Por Nigel Thrift em 03/01/2012 na edição 675

Reproduzido do Chronicle of Higher Education [20/12/11]. Tradução: Leticia Nunes, título e intertítulo do OI.

 

A natureza da expertise é algo incerto. É fascinante observar como e por que as pessoas passam a ser vistas como comentaristas legítimos de determinados temas, quando, por vezes, demonstram ter pouca e rasa compreensão destes mesmos assuntos.

É claro, a tendência é sempre presente em democracias midiáticas onde ter uma opinião é por vezes confundido com estar bem informado. Mas a tendência certamente está em alta nos últimos tempos. Jornais que tentavam checar todos os fatos ao estilo New York Times estão desaparecendo à medida que a Internet assume uma nova hegemonia midiática. Os jornais que sobrevivem parecem se tornar, cada vez mais, depósitos de comentários e notícias.

Os padrões de busca na internet tendem a ser bastante limitados e a confirmar opiniões, mais do que confrontá-las. Todo tipo de celebridade parece ter recebido carta branca para se manifestar sobre o que bem entender, normalmente em tempo real através do Twitter (no Reino Unido, humoristas de stand-up ? uma praga moderna se houvesse uma ? parecem estar monopolizando o mercado). E por aí vai.

Mais confiança

As universidades dificilmente ficam imunes a esta tendência. Aqueles acadêmicos que alcançam um pouco de fama costumam ficar tentados a se mover para fora de sua área de conhecimento: com que frequência não ouvimos vencedores do Prêmio Nobel repentinamente vestindo o manto da sabedoria de muitas outras coisas além da área pela qual ganharam o prêmio, às vezes com resultados bastante embaraçosos?

Assim, alguns acadêmicos começam a se envolver com a imprensa de forma que suas opiniões passam a ser requisitadas em uma vasta gama de assuntos, alguns deles fora de suas áreas, para ser educado.
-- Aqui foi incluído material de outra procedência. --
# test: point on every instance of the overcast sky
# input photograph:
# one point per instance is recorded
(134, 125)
Finalmente, muitos acadêmicos, em sua busca por impacto na mídia, parecem seguir ativamente casos peculiares, como pode ser visto em algumas áreas da psicologia e da economia.
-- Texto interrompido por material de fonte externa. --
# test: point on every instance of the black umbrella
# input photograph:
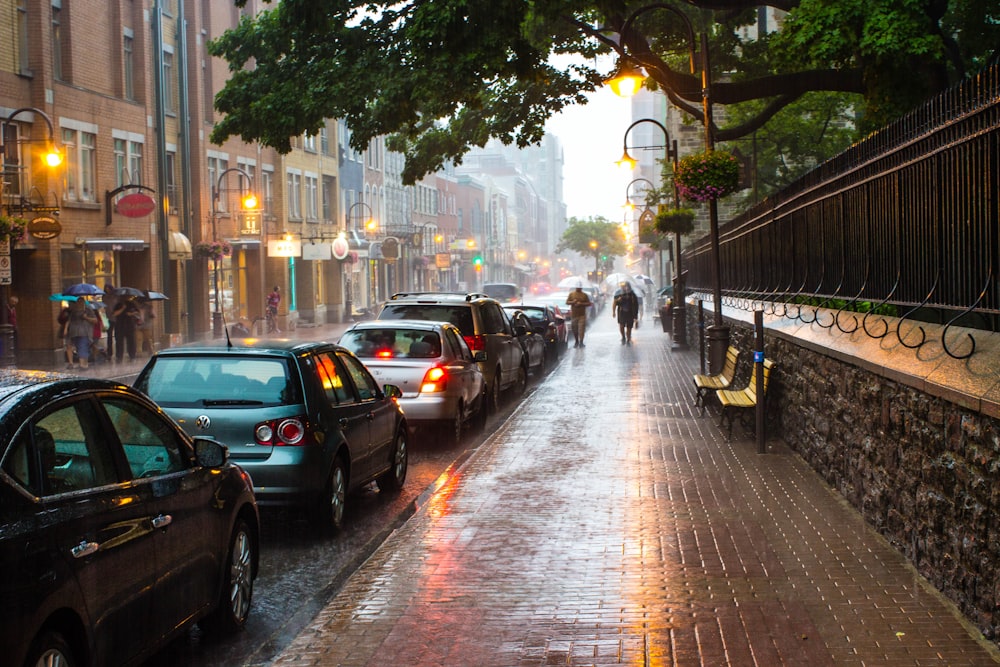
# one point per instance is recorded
(83, 289)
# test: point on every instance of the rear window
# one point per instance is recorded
(392, 342)
(460, 316)
(204, 380)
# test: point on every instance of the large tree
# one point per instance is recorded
(439, 76)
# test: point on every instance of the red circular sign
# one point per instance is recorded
(136, 205)
(340, 248)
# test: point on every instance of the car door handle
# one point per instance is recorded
(85, 548)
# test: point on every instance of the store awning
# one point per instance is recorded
(179, 246)
(112, 244)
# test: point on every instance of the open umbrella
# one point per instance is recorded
(83, 289)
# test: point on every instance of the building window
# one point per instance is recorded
(128, 65)
(57, 41)
(169, 85)
(294, 195)
(81, 165)
(312, 196)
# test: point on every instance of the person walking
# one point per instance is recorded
(625, 308)
(126, 317)
(579, 304)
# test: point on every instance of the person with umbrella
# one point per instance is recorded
(625, 308)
Parte do motivo para este estado das coisas é claramente a competição. Não ocorre apenas que as universidades foram desafiadas como fontes de conhecimento por algumas das tendências que eu já esbocei, mas também que outras fontes de conhecimento cresceram: como as organizações como consultorias e ONGs, que distribuem conhecimento de forma diferente das universidades mas ainda assim fazem, da mesma maneira, alegações de verdades.

Como o público não é fragmentado em públicos diversos, todos podendo acreditar exatamente naquilo que querem e capazes de encontrar múltiplas maneiras de confirmar suas verdades, então algum tipo de recuo é preciso. E é estimulante ver os sinais começando. Não apenas existe hoje todo tipo de site de verificação de informações, voltados a fornecer dados com a maior precisão possível diante das sombrias alegações feitas por políticos e afins, como as universidades também estão se envolvendo. Por exemplo, o projeto universitário australiano The Conversation tem como objetivo fornecer informações confiáveis baseadas em pesquisas acadêmicas, mas editadas por jornalistas profissionais. Universidades individuais também estão se tornando ativas (veja, por exemplo, o Knowledge Centre da Universidade Warwick).
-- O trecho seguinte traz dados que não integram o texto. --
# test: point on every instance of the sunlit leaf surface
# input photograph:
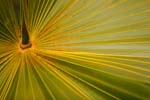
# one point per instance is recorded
(81, 50)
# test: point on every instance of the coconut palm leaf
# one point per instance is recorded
(74, 49)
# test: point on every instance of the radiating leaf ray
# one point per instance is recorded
(80, 50)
Em outras palavras, um contra-ataque começou e já não era sem tempo. Nós podemos apenas esperar que este contra-ataque não dê às universidades apenas mais confiança em seu próprio valor em um momento em que enfrentam pressão, mas também alimente novas práticas de uma democracia bem informada.

***

[Nigel Thrift é professor e vice-reitor da Universidade de Warwick]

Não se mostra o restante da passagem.